# Loki and Selene



## Cindy23323 (Mar 31, 2010)

Here's a couple pics of Loki and Selene

Thought this one was cute, he had a weed stuck to his nose


----------



## Cyric (Jan 30, 2011)

Just awesome!

I've thought long and hard about owning a wolfdog. For now it's just thoughts.


----------



## +two (Jul 12, 2011)

Gorgeous.

(too short)


----------



## Charis (Jul 12, 2009)

Beautiful!


----------



## Niraya (Jun 30, 2011)

/jealous

I'll admit it. I'm quite jealous.

Cindy already knows how I feel about Loki and Selene. These pictures always make my days/evenings/weeks/months.


----------



## Damon'sMom (Aug 2, 2011)

Gorgeous! I love the first and last photos the most.


----------



## Cindy23323 (Mar 31, 2010)

Here's a few more

first two are of our rescue boy Max


----------



## Cindy23323 (Mar 31, 2010)

Here's a couple shots I got off yesterday, with my youngest son Cole.

Selene wanting a kiss










Loki wanting a kiss




















































New house we built them


----------



## KaywinnitLee (Jan 1, 2012)

WOW! Gorgeous, gorgeous dogs! I love the house you built for them


----------



## Niraya (Jun 30, 2011)

Two of my favorites!!! Beautiful as always!!!


----------



## Tofu_pup (Dec 8, 2008)

Niraya said:


> Two of my favorites!!! Beautiful as always!!!


My thoughts exactly.


----------



## Cindy23323 (Mar 31, 2010)

KaywinnitLee said:


> WOW! Gorgeous, gorgeous dogs! I love the house you built for them


Thanks, been trying to think of what different to do to the roof, dont like it like it is now, plus I worry about leaking in the middle of the two pieces of plywood that are side by side.
I ended up with about 15 extra landscaping timbers so i figure i'll go get a big piece of plastic and lay it down acrossed the roof and put a row of landscaping timbers acrossed it, will only have to get about 6 more of the timbers to complete it.


----------



## Slartibartfast (Sep 29, 2011)

I love Loki and Selene. They are so beautiful. I remember you posted a video of Loki in another thread and he is so charming cute.


----------



## Cindy23323 (Mar 31, 2010)

Thanks, I got tons of videos of him, not sure what ones you might of seen but my youtube is loaded
Here's a couple more
http://www.youtube.com/watch?v=5s26eQz8xQg

http://www.youtube.com/watch?v=v8vi9SFQ134

http://www.youtube.com/watch?v=RYaZLU6yDlk


----------



## Niraya (Jun 30, 2011)

Love the scent marking one!! and butt scritches everywhere!! I have a newfound love <3 Thank you for sharing!


----------



## Slartibartfast (Sep 29, 2011)

Cindy23323 said:


> Thanks, I got tons of videos of him, not sure what ones you might of seen but my youtube is loaded
> Here's a couple more
> http://www.youtube.com/watch?v=5s26eQz8xQg
> 
> ...


The video I saw was Loki in the dog park, but these are really cool too. He is such a fantastic dog.


----------



## Subro (Dec 24, 2011)

There is no wolfdogs in Brazil. They're the most beautiful thing I've ever seen!


----------



## Cindy23323 (Mar 31, 2010)

None? Is it because of a law there?


----------



## libbenstein (Aug 23, 2010)

Cindy23323 said:


> Thanks, been trying to think of what different to do to the roof, dont like it like it is now, plus I worry about leaking in the middle of the two pieces of plywood that are side by side.
> I ended up with about 15 extra landscaping timbers so i figure i'll go get a big piece of plastic and lay it down acrossed the roof and put a row of landscaping timbers acrossed it, will only have to get about 6 more of the timbers to complete it.

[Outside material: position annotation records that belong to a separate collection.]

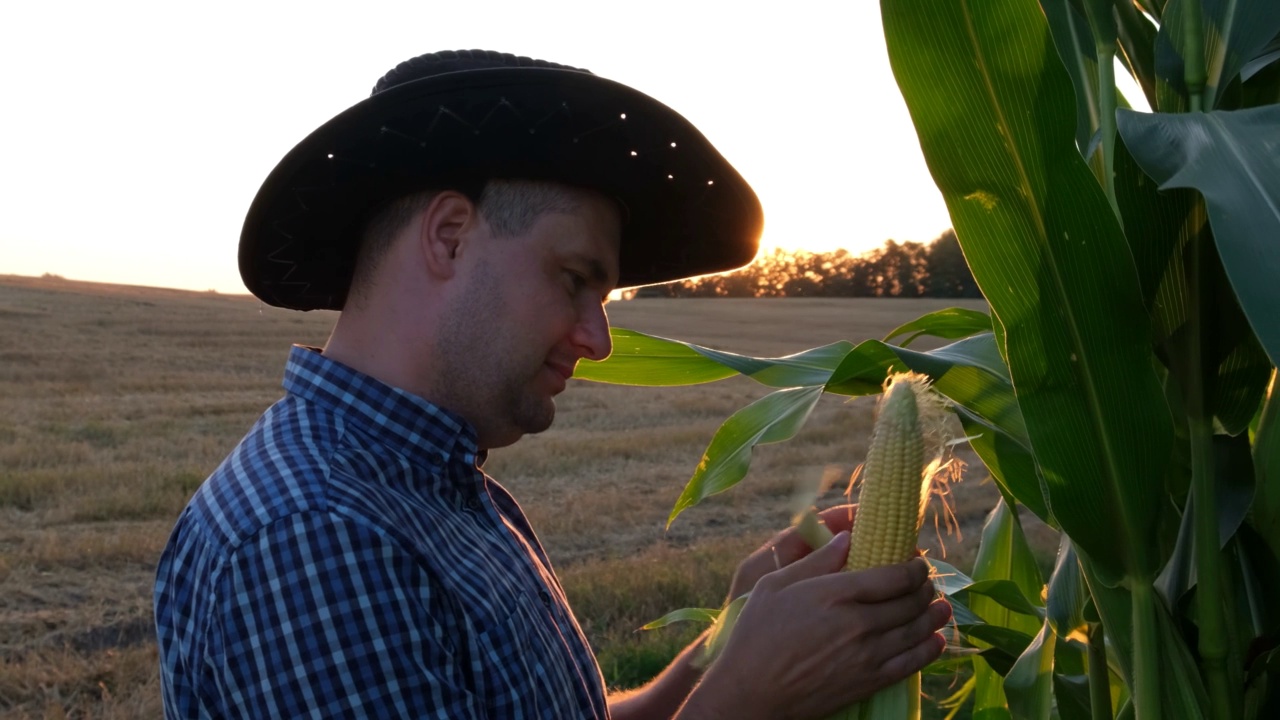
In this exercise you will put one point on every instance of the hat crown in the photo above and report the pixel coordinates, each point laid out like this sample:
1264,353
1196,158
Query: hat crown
458,60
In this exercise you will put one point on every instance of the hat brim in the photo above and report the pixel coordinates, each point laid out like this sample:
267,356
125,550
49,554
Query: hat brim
689,212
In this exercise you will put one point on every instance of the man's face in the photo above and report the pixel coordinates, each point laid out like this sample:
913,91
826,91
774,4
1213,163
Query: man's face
528,309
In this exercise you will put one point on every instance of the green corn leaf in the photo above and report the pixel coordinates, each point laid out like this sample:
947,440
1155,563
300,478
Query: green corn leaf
773,418
1182,688
1137,45
1072,697
1006,639
809,368
1074,42
972,374
1266,469
992,108
1066,592
722,628
1159,226
1233,159
1029,684
684,615
1006,593
1235,33
1002,555
951,323
640,359
947,578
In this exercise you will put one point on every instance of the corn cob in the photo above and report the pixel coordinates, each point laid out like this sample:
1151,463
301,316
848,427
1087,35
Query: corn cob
895,482
891,504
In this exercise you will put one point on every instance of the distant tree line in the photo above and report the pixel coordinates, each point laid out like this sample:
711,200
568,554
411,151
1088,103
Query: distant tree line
897,269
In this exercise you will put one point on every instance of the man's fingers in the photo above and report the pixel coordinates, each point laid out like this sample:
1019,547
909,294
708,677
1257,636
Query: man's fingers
913,660
822,561
919,628
899,611
839,518
878,584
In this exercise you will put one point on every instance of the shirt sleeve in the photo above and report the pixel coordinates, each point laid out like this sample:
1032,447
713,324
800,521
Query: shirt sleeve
324,616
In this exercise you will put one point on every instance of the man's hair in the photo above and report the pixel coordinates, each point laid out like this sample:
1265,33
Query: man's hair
510,206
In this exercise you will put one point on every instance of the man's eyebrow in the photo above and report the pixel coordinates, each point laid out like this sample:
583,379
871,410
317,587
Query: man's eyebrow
595,269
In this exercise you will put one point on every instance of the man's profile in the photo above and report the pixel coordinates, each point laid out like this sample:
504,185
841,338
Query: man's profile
351,557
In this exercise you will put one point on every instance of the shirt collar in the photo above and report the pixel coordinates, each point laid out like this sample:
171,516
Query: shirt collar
403,422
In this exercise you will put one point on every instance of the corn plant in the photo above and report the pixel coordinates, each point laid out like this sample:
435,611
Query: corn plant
1124,386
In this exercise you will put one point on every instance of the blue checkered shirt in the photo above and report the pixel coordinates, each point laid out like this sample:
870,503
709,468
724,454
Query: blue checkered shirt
351,560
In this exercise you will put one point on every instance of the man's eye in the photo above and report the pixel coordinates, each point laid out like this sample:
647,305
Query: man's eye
576,281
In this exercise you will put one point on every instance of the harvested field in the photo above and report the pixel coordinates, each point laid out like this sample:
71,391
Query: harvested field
115,402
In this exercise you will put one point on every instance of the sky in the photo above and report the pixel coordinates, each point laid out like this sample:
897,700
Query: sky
136,133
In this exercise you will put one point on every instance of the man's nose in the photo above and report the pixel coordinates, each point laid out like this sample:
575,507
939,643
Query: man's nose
592,335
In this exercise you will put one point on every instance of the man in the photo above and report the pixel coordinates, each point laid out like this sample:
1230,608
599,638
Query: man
350,559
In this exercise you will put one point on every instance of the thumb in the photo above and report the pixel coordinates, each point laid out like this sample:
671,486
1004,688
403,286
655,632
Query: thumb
822,561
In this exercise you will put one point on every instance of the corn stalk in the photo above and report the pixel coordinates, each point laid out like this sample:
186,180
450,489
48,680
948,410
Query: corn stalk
1120,387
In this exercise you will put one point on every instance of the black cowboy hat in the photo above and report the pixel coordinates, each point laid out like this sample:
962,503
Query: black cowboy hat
453,121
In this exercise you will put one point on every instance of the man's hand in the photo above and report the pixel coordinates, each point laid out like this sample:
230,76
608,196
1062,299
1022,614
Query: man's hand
785,548
813,639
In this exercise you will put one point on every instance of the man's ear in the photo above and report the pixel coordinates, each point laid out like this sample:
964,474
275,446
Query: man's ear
444,229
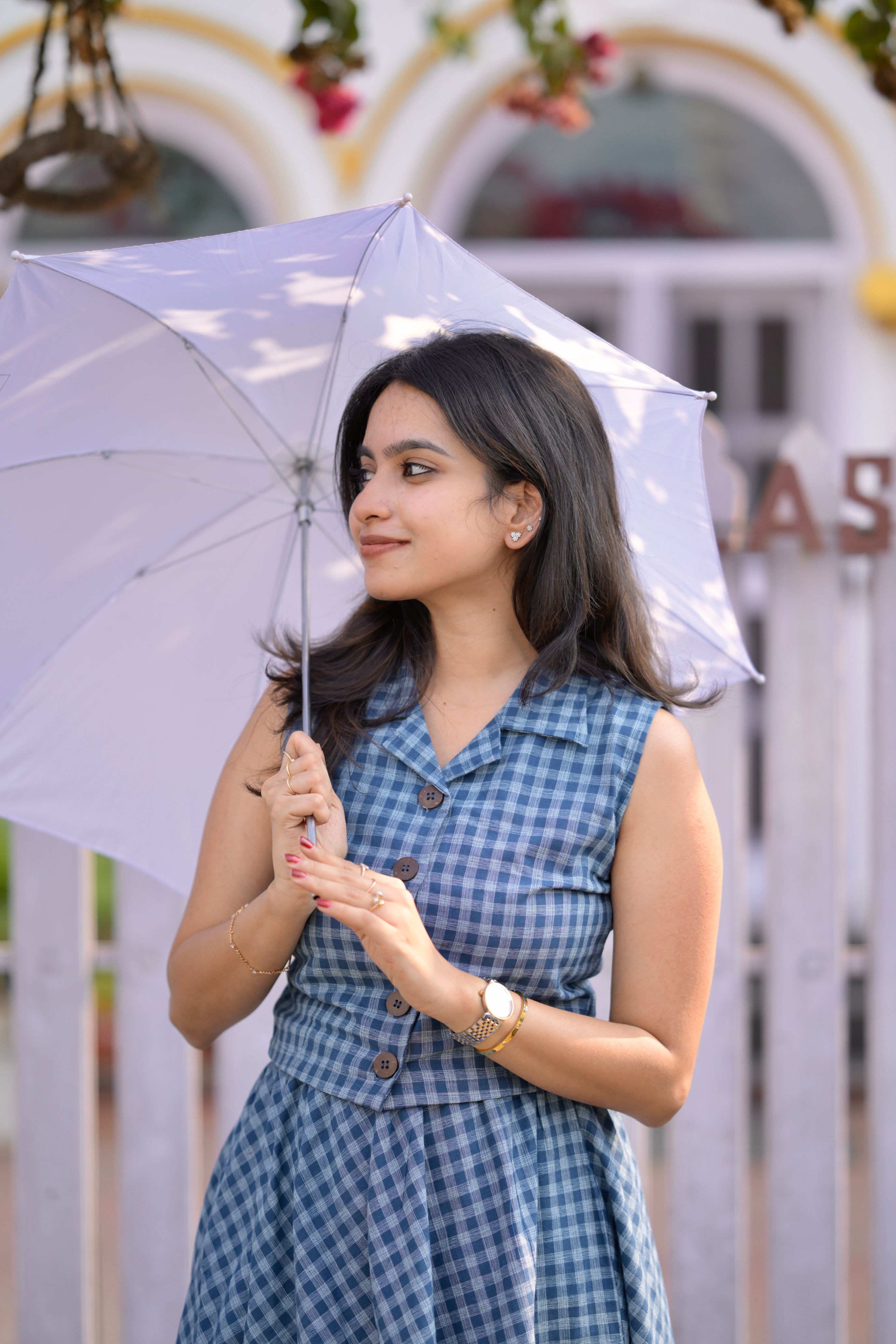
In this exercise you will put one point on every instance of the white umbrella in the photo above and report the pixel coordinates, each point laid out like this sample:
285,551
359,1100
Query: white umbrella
168,416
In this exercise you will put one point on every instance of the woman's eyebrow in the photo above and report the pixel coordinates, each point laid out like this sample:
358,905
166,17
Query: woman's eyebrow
406,445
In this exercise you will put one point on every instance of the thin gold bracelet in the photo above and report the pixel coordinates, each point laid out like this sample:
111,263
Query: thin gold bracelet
233,920
508,1040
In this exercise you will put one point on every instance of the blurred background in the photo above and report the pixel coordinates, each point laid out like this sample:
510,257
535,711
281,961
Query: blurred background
717,195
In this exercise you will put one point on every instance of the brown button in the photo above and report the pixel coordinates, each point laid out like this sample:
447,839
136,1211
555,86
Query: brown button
397,1006
406,869
386,1065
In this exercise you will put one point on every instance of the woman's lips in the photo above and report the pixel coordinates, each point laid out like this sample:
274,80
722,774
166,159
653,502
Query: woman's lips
371,546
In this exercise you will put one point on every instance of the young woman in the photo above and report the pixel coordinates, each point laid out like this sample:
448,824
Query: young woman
432,1155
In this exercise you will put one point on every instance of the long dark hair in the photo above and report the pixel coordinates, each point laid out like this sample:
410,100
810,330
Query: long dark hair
527,417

what about a "second floor" like a sunbathing deck


----------



## Subro (Dec 24, 2011)

Cindy23323 said:


> None? Is it because of a law there?


No. After seeing these pics of Loki and Selene I thought about buying one, because I'm moving to a place with lots of space. 
The only wolfdog I found here is the czech wolfdog.
I also thought about buying a giant German shepherd, but I didn't find here too.


----------



## Subro (Dec 24, 2011)

Cindy23323 said:


> None? Is it because of a law there?


No, I don't know why. After seeing Loki and Selene's pics I thought about buying one, because I'm moving to a place with lots of space.
The only wolfdog I found here is the czech wolfdog.
I also tought about buying a Giant German Shepherd, but I'm not finding too.


----------